И пусть их будет много (Наду) - страница 106

Проснулся утром в состоянии почти безмятежном. Открыл глаза, взглянул в окно. Снова зажмурился — как в детстве, когда ему некуда было спешить и не от кого бежать. Сказал себе: "Ну, что изменит минута-другая украденного у судьбы покоя?"

Лежал. Размышлял о жизни. Вспоминал.

Думал о графине де Грасьен — о том, как сильно похожа она на его мать. В ней, как и в матери его, истинная, природная смиренность и милосердность сочетались порой с непреодолимой жесткостью и неуступчивостью. Он видел, он понимал это сочетание. Их, таких разных внешне, роднила огромная внутренняя сила. Незаметная на первый взгляд, она ошеломляла, стоило окружающим столкнуться с ее проявлениями.


Хрупкая и болезненная, мать его, — мадам Констанция, как называли ее домашние, — несмотря на свое вечное нездоровье, была женщиной необычайно властной. Слуги, крестьяне, даже налоговые откупщики, время от времени посещавшие их земли, склоняли перед ней голову.

Одижо вспомнил, как однажды, будучи уже тяжелобольной, поднялась она, чтобы защитить своих крестьян от солдатских бесчинств, как, прослышав о том, что в деревне зверствуют солдаты, явилась во двор крестьянина-должника, чье хозяйство подвергалось разграблению солдатами-французами, как произнесла, глядя в лицо самому рьяному из них, тихо и презрительно: "Вон отсюда!" — и как послушно, удивляясь самим себе, отошли солдаты в сторону, встали рядком, не понимая, как так могло случиться, что эта маленькая, бледная, едва держащаяся на ногах женщина могла заставить их повиноваться.

Он вспоминал и не мог не сравнивать.


Одижо знал, что ему пора уходить.

Поэтому, когда де Ларош, столкнувшись с ним в нижней зале, проговорил со значением: "Не слишком ли вы загостились, господин Флобер?" — он не только не схватился за шпагу, но улыбнулся весело.
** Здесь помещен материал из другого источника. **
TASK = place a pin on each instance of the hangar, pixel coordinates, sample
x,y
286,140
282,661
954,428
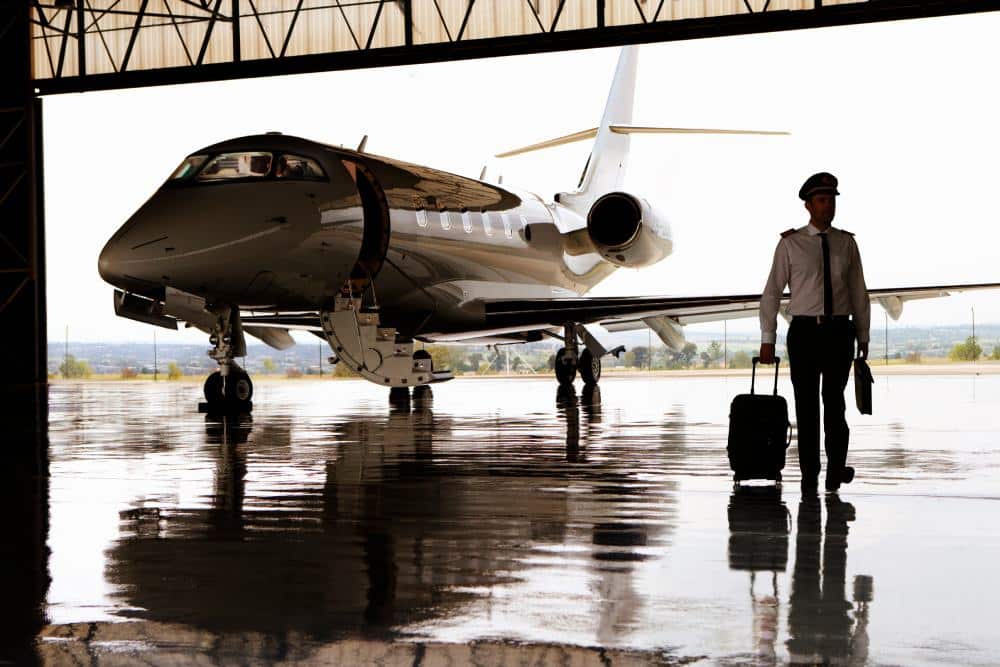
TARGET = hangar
x,y
65,46
77,45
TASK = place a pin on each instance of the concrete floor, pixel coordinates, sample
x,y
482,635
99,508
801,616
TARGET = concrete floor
x,y
501,524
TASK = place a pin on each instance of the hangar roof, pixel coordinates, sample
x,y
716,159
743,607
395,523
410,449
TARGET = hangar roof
x,y
100,44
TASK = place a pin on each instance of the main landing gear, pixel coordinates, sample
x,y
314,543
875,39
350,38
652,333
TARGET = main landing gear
x,y
570,359
228,389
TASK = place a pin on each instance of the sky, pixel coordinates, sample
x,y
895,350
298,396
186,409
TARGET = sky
x,y
903,113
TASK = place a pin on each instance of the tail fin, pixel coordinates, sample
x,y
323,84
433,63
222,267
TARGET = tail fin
x,y
605,169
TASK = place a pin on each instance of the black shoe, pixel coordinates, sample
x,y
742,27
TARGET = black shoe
x,y
846,477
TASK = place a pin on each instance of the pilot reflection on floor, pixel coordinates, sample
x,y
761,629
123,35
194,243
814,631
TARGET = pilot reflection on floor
x,y
759,523
391,533
820,625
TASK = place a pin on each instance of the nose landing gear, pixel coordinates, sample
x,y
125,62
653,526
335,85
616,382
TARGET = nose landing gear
x,y
228,389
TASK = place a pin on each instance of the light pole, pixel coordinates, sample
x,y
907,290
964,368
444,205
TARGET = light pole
x,y
973,350
725,344
886,353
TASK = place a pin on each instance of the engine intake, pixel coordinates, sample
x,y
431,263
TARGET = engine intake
x,y
627,231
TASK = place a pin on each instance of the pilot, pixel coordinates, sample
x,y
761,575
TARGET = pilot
x,y
830,309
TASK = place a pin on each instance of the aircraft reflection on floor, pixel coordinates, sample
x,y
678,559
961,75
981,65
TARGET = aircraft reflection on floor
x,y
400,533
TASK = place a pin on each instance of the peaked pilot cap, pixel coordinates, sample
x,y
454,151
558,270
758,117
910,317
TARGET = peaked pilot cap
x,y
822,182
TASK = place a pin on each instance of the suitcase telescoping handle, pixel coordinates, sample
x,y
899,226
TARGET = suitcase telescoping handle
x,y
753,376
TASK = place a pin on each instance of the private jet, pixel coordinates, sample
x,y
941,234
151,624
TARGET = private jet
x,y
263,234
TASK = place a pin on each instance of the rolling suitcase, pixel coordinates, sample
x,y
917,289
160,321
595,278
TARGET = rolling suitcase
x,y
759,433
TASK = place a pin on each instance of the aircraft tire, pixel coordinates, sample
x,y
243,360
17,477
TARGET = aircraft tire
x,y
239,387
565,373
213,389
590,368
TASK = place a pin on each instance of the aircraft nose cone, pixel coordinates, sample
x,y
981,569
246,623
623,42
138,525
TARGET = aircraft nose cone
x,y
109,263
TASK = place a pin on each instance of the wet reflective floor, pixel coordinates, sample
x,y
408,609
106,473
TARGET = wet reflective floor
x,y
501,523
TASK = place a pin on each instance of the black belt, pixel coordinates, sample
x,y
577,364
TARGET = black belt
x,y
820,319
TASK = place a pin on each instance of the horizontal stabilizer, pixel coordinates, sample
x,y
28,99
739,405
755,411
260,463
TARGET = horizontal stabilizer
x,y
583,135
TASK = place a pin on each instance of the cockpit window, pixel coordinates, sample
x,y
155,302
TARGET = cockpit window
x,y
188,167
295,166
228,166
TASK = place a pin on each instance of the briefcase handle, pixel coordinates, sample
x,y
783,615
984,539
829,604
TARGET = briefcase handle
x,y
753,376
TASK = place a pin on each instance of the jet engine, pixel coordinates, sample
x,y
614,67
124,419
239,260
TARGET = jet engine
x,y
628,231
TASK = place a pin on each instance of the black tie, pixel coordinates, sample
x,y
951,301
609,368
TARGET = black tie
x,y
827,279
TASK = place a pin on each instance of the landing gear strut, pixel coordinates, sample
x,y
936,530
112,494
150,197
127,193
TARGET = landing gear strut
x,y
228,389
570,359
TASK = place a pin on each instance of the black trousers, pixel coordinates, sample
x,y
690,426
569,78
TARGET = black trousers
x,y
820,356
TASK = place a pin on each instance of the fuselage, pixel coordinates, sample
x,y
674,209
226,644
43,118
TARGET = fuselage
x,y
277,223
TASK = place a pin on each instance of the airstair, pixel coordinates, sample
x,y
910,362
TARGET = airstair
x,y
371,350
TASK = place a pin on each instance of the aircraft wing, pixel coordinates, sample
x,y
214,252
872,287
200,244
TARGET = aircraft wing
x,y
510,319
666,314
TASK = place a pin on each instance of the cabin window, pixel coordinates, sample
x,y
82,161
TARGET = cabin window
x,y
188,167
229,166
298,167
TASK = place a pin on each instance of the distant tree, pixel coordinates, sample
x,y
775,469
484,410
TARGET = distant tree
x,y
712,354
637,357
970,350
740,360
685,356
71,368
343,370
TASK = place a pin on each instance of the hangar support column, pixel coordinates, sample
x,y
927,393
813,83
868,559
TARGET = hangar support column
x,y
23,356
23,388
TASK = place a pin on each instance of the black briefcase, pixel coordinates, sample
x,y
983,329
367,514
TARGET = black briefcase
x,y
759,432
863,382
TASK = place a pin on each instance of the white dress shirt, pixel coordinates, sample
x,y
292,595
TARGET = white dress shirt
x,y
798,263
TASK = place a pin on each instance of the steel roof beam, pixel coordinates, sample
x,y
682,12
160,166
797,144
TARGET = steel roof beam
x,y
456,49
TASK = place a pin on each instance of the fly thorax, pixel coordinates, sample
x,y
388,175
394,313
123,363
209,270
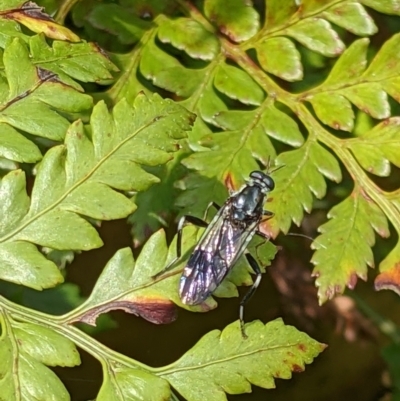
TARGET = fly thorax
x,y
247,203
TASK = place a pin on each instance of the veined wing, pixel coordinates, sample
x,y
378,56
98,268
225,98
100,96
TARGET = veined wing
x,y
218,250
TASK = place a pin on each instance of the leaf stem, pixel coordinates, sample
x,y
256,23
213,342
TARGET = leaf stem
x,y
81,339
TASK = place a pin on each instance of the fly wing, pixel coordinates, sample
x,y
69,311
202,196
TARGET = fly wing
x,y
218,250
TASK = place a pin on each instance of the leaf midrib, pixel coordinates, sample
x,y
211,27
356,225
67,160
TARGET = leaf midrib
x,y
226,359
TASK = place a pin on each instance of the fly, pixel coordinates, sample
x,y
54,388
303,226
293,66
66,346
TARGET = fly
x,y
224,241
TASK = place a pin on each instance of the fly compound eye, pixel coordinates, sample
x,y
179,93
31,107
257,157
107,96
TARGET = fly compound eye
x,y
269,182
257,175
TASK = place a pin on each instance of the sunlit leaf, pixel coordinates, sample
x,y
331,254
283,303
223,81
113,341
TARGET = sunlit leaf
x,y
337,265
240,21
353,17
317,35
226,363
280,57
80,178
189,35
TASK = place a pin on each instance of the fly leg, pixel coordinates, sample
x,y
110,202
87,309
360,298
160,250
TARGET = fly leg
x,y
182,222
267,214
254,265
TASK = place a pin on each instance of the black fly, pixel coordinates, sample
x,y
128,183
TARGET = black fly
x,y
224,241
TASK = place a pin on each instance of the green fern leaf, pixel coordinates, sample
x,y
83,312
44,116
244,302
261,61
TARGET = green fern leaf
x,y
25,349
225,363
80,178
344,247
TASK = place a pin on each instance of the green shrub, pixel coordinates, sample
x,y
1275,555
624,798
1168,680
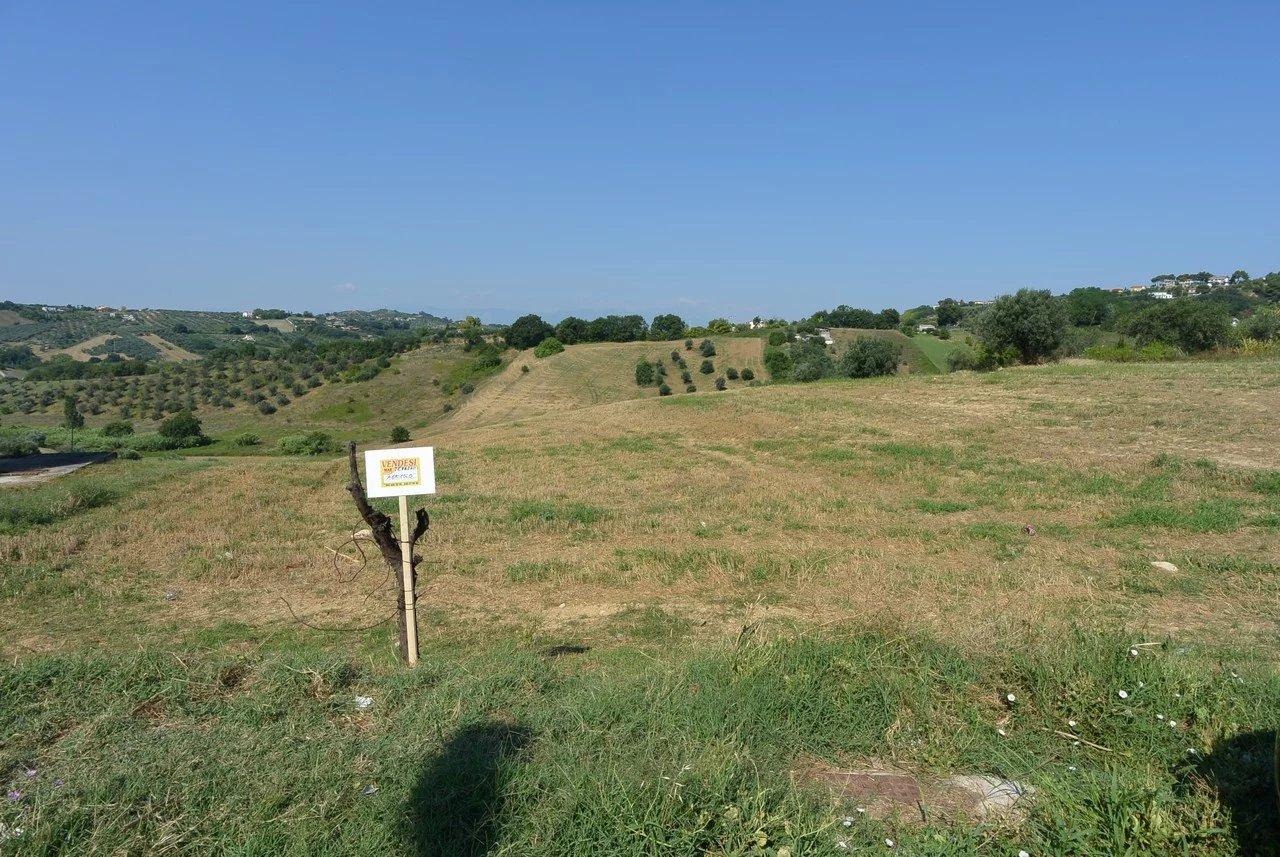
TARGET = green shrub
x,y
1191,324
1153,352
548,347
644,374
778,361
16,447
871,357
182,427
118,429
312,443
1032,322
1264,324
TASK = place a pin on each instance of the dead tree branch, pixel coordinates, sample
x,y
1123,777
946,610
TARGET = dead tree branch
x,y
384,536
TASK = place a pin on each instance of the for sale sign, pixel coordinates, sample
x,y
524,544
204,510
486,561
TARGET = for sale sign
x,y
394,472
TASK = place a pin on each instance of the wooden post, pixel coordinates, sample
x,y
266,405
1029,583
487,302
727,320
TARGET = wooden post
x,y
397,553
407,581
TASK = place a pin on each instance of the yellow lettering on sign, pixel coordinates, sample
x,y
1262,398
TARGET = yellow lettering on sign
x,y
400,472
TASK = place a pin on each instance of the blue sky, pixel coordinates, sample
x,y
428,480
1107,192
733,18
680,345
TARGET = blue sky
x,y
707,159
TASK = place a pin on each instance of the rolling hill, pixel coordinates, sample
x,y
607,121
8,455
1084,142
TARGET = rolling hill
x,y
920,354
593,374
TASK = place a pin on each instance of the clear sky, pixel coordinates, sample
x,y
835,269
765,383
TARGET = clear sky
x,y
700,157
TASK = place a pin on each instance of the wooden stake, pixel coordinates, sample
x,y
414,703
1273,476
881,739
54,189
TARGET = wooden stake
x,y
410,595
398,554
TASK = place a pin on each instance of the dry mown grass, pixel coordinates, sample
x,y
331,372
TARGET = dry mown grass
x,y
899,500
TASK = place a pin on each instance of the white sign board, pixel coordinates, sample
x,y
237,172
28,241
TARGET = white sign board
x,y
397,472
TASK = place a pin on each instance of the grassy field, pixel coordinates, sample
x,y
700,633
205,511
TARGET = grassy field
x,y
644,618
918,358
938,351
594,374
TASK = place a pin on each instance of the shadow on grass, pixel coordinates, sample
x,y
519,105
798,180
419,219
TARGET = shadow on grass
x,y
1243,770
456,805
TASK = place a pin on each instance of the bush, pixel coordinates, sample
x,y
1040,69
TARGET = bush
x,y
528,331
1125,353
1264,324
118,429
181,426
548,347
1191,324
778,361
312,443
16,447
644,374
871,357
1033,322
808,370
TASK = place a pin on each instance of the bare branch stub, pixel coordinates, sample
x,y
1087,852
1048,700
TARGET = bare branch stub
x,y
384,535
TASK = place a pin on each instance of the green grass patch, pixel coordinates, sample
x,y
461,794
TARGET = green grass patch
x,y
556,512
517,750
912,453
941,507
1208,516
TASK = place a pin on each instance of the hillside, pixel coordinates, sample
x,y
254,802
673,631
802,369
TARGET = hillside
x,y
592,374
648,610
915,360
183,334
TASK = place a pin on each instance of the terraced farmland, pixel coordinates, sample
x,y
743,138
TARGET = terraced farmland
x,y
594,374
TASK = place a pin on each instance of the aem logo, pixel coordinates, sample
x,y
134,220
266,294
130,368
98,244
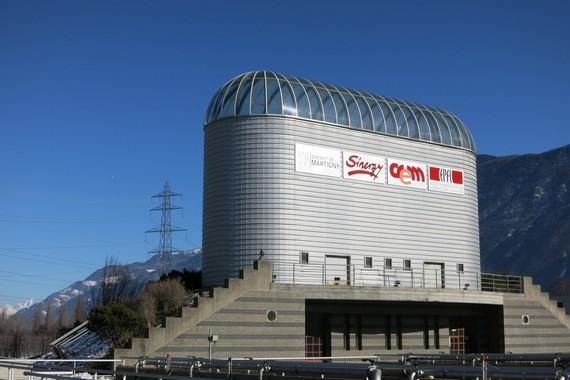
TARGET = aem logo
x,y
407,173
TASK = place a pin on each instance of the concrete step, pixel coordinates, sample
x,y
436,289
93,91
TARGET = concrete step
x,y
258,278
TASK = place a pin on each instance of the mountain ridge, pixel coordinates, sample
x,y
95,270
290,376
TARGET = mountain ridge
x,y
141,273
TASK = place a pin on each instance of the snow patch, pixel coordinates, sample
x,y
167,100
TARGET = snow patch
x,y
10,310
538,192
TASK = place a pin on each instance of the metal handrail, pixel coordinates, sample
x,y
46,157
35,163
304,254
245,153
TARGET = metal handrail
x,y
290,272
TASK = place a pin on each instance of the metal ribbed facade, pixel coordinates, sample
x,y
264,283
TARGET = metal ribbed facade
x,y
256,199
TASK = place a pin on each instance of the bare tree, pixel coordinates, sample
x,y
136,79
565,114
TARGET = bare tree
x,y
62,317
162,299
79,314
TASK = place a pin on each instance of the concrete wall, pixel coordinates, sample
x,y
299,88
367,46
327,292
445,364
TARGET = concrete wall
x,y
244,329
239,315
254,199
548,327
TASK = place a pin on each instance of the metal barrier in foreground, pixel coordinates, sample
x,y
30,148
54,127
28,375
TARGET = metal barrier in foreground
x,y
43,368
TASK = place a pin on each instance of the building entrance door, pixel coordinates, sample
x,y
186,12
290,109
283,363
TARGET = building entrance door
x,y
337,270
457,341
433,275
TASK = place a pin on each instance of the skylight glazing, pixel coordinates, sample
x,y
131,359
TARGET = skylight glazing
x,y
270,93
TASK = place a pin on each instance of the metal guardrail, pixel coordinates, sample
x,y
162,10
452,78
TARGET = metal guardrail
x,y
469,366
52,368
287,272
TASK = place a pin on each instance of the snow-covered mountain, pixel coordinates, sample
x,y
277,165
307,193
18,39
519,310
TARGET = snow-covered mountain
x,y
524,214
9,310
87,289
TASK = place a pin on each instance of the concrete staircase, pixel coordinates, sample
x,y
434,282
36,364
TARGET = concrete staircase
x,y
534,292
258,278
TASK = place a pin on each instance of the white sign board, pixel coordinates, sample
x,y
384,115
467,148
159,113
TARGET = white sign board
x,y
364,167
318,160
446,180
407,174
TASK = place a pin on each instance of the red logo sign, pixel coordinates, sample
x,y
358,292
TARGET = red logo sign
x,y
358,165
445,175
446,180
407,173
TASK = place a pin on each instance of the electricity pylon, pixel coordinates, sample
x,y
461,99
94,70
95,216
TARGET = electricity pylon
x,y
165,248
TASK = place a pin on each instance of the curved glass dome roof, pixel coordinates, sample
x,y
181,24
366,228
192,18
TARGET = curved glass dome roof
x,y
270,93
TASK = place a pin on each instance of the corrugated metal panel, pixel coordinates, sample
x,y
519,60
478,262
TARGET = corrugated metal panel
x,y
254,199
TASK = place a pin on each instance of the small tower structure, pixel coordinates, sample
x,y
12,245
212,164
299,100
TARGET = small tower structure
x,y
165,229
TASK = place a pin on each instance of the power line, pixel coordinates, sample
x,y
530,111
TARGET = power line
x,y
45,257
31,275
165,248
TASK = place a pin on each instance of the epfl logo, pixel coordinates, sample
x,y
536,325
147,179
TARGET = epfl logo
x,y
407,174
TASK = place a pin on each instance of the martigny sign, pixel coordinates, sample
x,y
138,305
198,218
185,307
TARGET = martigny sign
x,y
377,169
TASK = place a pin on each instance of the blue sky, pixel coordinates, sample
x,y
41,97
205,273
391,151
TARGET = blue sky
x,y
101,102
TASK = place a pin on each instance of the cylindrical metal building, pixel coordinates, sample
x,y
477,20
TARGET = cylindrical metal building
x,y
337,186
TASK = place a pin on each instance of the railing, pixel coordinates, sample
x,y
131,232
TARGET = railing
x,y
350,275
491,282
470,366
51,368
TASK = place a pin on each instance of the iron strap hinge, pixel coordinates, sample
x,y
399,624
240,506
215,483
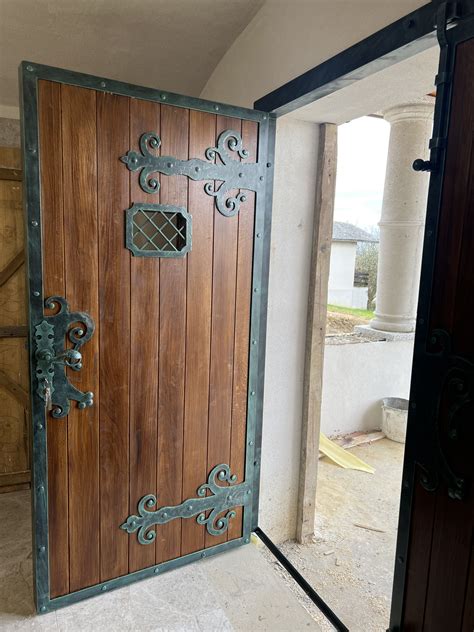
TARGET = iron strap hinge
x,y
213,500
225,173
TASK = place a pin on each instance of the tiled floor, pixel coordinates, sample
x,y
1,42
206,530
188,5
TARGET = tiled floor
x,y
238,590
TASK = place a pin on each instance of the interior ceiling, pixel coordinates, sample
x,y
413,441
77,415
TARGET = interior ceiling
x,y
400,83
174,45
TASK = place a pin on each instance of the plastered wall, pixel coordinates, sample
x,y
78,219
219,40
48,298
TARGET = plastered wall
x,y
284,39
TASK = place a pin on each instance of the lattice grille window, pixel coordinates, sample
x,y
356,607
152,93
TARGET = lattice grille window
x,y
158,230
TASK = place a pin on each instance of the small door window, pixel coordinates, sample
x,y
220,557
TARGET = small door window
x,y
158,230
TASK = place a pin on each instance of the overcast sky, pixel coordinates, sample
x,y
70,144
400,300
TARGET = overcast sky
x,y
361,163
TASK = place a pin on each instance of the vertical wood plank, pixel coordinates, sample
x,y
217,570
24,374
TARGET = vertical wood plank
x,y
316,329
144,324
222,333
202,130
52,217
172,332
242,326
114,290
80,236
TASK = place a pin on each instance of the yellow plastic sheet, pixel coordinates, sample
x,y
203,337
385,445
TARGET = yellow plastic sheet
x,y
342,457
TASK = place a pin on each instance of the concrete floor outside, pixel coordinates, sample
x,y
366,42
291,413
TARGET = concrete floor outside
x,y
244,590
352,566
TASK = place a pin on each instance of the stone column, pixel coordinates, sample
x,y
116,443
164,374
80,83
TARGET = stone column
x,y
403,217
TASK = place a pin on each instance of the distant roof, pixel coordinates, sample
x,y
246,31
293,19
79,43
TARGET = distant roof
x,y
342,231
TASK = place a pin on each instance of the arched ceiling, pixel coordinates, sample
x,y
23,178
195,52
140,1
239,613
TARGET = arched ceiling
x,y
169,44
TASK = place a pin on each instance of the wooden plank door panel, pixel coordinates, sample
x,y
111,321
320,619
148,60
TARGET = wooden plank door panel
x,y
172,335
144,351
169,361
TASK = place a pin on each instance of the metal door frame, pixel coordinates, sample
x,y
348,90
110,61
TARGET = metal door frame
x,y
29,74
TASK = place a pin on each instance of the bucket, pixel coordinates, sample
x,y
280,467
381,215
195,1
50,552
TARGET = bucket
x,y
394,418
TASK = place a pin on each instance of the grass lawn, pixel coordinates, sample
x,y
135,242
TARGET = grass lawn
x,y
360,313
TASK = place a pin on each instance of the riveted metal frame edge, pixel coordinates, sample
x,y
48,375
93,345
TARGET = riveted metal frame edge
x,y
111,86
152,571
258,330
463,31
32,204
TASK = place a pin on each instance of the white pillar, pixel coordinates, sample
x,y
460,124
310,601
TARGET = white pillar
x,y
403,217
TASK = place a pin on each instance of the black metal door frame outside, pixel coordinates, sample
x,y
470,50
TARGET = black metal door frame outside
x,y
448,23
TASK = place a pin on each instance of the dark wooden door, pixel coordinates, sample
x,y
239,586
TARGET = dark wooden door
x,y
434,577
165,268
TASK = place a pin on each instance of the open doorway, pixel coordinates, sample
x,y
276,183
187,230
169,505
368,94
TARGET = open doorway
x,y
384,124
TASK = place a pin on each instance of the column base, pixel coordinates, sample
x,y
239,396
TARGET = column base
x,y
383,322
366,331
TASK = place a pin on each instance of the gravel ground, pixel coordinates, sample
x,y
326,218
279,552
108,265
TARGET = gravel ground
x,y
351,566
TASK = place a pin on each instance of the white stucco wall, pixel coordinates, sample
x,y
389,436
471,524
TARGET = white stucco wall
x,y
295,166
341,273
283,40
355,379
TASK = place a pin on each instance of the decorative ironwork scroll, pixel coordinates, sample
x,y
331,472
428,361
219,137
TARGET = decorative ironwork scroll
x,y
220,166
158,230
52,357
222,498
453,378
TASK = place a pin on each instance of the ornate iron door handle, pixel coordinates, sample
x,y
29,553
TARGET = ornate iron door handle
x,y
52,358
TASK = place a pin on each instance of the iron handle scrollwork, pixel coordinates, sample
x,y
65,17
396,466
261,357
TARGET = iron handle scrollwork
x,y
52,358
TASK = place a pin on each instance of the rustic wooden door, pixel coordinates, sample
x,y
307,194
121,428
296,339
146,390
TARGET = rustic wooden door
x,y
434,571
148,227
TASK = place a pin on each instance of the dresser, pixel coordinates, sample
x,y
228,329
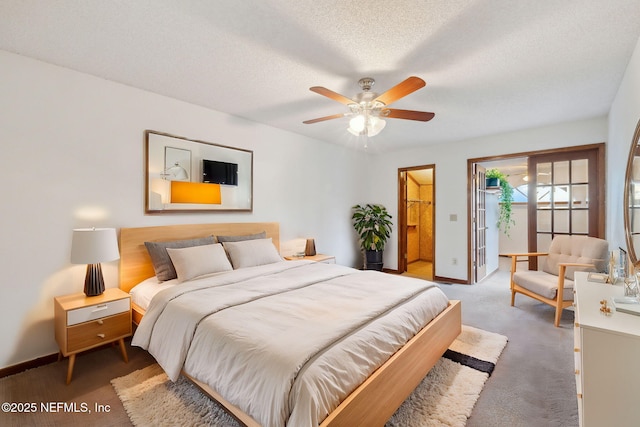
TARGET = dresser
x,y
607,357
83,322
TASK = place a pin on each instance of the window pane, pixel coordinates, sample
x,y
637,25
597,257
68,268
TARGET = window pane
x,y
543,196
580,222
580,170
544,241
561,172
543,172
561,221
561,197
544,221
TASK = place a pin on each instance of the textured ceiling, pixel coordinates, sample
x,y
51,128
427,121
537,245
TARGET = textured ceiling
x,y
491,66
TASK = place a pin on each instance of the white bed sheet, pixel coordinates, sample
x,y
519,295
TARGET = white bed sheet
x,y
270,368
143,292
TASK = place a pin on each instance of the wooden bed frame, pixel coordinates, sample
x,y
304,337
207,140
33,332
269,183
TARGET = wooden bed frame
x,y
375,400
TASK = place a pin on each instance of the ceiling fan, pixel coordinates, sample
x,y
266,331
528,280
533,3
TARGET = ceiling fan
x,y
368,109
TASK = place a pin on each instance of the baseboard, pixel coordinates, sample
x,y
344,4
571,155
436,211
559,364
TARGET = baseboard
x,y
45,360
29,364
450,280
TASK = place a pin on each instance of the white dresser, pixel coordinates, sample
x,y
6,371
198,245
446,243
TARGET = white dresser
x,y
607,358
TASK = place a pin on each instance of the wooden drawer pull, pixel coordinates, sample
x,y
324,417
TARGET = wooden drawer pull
x,y
100,308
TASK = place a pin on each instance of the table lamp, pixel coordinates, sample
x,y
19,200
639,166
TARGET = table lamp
x,y
92,246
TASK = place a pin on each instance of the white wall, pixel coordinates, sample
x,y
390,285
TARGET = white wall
x,y
623,118
451,181
72,156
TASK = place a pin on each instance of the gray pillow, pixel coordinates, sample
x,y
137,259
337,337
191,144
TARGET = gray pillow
x,y
222,239
160,259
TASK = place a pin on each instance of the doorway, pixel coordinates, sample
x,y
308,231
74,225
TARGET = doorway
x,y
562,192
416,221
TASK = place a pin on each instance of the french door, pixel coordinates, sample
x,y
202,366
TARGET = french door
x,y
566,196
479,221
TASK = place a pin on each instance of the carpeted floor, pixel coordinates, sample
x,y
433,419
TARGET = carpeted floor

— Вы правы, — ответил, — мне, в самом деле, пора.

Краем глаза увидел на верхней ступени лестницы Клементину. И даже внутренне посочувствовал де Ларошу, услышав лед в голосе графини: "Господин де Ларош, вы забываетесь!"

Де Ларош вспыхнул, с ненавистью взглянул на Одижо, развернулся на каблуках. Вышел во двор.


Клементина спустилась по ступеням. Подошла к Одижо. Долго смотрела ему в глаза.

— Мне нужно с вами поговорить, — сказала, наконец.

— Я понимаю. Я сегодня исчезну, — ответил.

— Да. Вам надо уходить. Десять тысяч ливров за вашу голову — большие деньги и большое искушение. Не испытывайте судьбу.

Подошла к окну. Одижо встал за ее спиной. Близко. Она чувствовала его дыхание. Смотрел на ее высокую шею, на спускающиеся по ней локоны, на укутанные в кружева хрупкие плечи. Молчал.